L’autre découverte de nos premières journées à Gulmarg est qu’à 4000m, chaque effort demande énormément d’énergie, et nous sommes très vite essoufflées. Mais ce petit inconfort s’oublie rapidement quand on découvre la vue paradisiaque tout autour de nous, avec le Nanga Parbat juste en face. Je n’avais jamais été en Himalaya auparavant, et d’un coup je prend totalement conscience de l’insignifiance de l’homme face à ces montagnes.
Une fois prêtes, nous entamons notre première descente en direction du village de Tangmarg. 2000m de dénivelé au menu, pendant lesquels on savoure la poudreuse si légère du Kashmir… Pas une trace. Magique… Sur le bas, on ride entre les paper trees, c’est incroyablement bon. Alors que la dernière chute de neige remonte à plusieurs jours, cet itinéraire était encore vierge : le paradis sur terre !

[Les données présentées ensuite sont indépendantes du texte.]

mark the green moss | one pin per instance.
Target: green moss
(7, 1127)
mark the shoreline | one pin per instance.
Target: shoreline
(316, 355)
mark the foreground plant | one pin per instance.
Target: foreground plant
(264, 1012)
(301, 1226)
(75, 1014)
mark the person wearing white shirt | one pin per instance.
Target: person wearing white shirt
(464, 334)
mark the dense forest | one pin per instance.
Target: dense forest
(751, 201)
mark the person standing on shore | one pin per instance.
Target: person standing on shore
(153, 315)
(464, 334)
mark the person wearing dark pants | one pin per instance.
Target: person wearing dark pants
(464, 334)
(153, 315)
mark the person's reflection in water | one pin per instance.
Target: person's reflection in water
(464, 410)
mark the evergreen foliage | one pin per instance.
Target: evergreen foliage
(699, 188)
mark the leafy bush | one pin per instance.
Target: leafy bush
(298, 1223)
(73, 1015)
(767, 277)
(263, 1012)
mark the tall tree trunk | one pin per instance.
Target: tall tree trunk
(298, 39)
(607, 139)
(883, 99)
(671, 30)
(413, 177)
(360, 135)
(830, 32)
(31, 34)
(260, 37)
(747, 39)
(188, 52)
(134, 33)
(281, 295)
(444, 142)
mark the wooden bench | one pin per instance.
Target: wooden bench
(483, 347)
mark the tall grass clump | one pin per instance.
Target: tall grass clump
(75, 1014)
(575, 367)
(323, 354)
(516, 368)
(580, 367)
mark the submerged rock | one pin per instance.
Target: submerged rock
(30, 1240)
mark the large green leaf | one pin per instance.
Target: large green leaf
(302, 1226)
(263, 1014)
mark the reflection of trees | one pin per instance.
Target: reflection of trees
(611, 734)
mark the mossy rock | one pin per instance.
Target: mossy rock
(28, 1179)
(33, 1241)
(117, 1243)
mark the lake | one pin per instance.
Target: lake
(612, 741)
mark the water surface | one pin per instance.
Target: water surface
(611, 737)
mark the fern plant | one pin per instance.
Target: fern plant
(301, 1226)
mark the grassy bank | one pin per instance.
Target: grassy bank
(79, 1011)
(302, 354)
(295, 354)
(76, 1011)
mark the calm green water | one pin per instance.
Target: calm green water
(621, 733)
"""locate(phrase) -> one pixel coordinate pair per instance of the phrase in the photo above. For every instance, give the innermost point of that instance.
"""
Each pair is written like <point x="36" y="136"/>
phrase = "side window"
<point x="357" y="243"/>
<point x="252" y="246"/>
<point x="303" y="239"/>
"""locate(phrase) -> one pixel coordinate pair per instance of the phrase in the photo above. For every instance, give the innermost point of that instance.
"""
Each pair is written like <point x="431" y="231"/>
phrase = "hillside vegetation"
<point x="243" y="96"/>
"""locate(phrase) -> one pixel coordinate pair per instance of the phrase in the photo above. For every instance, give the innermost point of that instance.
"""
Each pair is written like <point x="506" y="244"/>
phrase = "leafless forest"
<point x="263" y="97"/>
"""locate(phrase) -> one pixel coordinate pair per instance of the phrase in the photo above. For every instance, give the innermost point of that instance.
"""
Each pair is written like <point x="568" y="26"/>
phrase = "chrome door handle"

Nous finissons notre run dans un petit village au dessus de Tangmarg, et là, nous découvrons pour la première fois ce qui allait nous serrer le coeur tout au long du séjour : l’incroyable pauvreté qui touche ces gens. Nous croisons des enfants aux habits déchirés et aux chaussures trouées, des femmes pieds nus. Ils vivent dans des cahutes délabrées, sans chauffage ni commodités. Tous sont extrêmement gentils et amicaux avec nous, les enfants nous sourient, jouent avec nous. Nous tirons alors de notre sac un peu de chocolat pour leur en offrir. Certains sont très timides et mangent leur chocolat avec émerveillement, d’autres ont bien compris comme dealer avec les touristes et réclament «Hello, tip, please ! Tip please !»… Deux mondes cohabitent, nous les touristes, dépensont en une nuit d’hôtel ce qu’eux gagnent en un mois…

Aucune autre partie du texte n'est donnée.